L'article 22 prévoit la légalisation du prêt de main-d'oeuvre à but lucratif dans les pôles de compétitivité. Un contrat est passé entre les employeurs, qui précise les caractéristiques de l'emploi « d'affectation », notamment les horaires, le lieu d'exécution, l'accès à la formation, le terme de la mise à disposition, les conditions d'exercice des droits à congé et les modalités de rupture anticipée par le salarié ou l'une ou l'autre des parties à la convention. On peut se demander si le salarié en CDI dans une entreprise ou le fonctionnaire devient, dans ce cas, soumis à un double lien de subordination.
La question du lieu d'exécution est importante. Selon que le contrat de travail du salarié contient ou non une clause de mobilité, selon que les lieux de travail sont ou non dans le même secteur géographique, on se trouve en présence d'un simple changement des conditions de travail relevant uniquement du pouvoir de direction de l'employeur ou d'une modification du contrat de travail. La jurisprudence de la Cour de cassation est abondante et variée sur ce point.

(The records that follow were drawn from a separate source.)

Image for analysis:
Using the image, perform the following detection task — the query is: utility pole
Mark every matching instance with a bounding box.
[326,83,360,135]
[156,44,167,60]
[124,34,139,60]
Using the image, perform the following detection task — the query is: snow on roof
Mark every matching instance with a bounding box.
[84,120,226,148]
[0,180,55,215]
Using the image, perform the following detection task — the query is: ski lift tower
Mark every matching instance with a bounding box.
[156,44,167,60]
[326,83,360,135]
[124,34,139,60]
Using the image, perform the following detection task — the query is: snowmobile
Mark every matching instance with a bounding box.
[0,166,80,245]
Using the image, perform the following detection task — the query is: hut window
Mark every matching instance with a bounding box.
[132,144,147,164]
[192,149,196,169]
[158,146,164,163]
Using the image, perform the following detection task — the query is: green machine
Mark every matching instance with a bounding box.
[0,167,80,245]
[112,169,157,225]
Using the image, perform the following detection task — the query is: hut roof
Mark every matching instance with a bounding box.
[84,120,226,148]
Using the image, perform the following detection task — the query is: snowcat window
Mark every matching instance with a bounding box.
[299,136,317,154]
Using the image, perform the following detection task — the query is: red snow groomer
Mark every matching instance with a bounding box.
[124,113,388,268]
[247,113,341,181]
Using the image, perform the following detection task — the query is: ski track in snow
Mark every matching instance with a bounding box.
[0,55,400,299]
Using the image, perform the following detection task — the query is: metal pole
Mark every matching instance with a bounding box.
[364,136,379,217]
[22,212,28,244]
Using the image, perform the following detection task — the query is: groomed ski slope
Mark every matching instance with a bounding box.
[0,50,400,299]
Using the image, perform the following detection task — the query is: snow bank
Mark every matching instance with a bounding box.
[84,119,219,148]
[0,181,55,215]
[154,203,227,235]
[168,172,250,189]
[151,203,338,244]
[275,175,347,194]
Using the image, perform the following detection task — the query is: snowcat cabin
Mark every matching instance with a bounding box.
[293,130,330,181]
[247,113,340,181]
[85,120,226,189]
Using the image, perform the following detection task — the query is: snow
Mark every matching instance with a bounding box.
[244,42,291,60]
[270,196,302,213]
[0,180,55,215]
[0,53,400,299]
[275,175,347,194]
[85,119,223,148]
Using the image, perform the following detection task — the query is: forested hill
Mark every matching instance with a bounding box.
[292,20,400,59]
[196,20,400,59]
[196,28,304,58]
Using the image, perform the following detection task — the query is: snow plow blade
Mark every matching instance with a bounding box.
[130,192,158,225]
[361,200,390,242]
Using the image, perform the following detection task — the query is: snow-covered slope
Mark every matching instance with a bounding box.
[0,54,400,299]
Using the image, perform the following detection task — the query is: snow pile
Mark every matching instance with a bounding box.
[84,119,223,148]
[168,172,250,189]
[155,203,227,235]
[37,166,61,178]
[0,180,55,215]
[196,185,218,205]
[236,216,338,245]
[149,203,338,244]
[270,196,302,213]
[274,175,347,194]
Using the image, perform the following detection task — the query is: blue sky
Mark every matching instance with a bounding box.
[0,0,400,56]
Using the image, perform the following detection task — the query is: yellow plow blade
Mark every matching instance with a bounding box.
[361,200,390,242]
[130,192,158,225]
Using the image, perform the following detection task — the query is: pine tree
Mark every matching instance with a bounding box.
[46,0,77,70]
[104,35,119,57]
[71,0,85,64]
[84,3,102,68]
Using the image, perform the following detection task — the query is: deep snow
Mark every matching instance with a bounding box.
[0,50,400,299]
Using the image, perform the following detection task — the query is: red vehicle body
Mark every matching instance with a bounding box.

Les représentants du personnel continueront à bénéficier des protections légales, mais seront de facto empêchés d'exercer leur mandat dans leur entreprise, où ils ne seront plus présents. N'étant pas non plus élus dans l'entreprise d'accueil, ils n'y exerceront aucun mandat. La Cour de cassation a précisé, dans un arrêt rendu le 30 avril 1997, que les garanties légales dont bénéficient les salariés protégés s'opposent non seulement à toute modification de leur contrat de travail, mais aussi à tout changement de leurs conditions de travail, ce qui peut poser un problème dans le cas d'un changement du lieu de travail.
La garantie de retour du salarié dans son emploi d'origine ou dans un emploi équivalent avec les mêmes droits attachés à son contrat de travail initial et dans les mêmes conditions d'ancienneté n'est pas prévue.
Ce dispositif permet donc tout type d'arrangement et conduira à des abus préjudiciables pour les salariés, dont la situation sera fragilisée.
En fait, cet article contredit tout simplement la jurisprudence constante et la loi qui réprime jusqu'à présent le délit de marchandage, alors que le prêt de main-d'oeuvre est encadré strictement et réservé aux entreprises d'intérim.
Les dizaines de milliers de salariés qui travaillent dans les pôles de compétitivité pourront être concernés, quelle que soit leur fonction dans l'entreprise. Ce n'est pas admissible !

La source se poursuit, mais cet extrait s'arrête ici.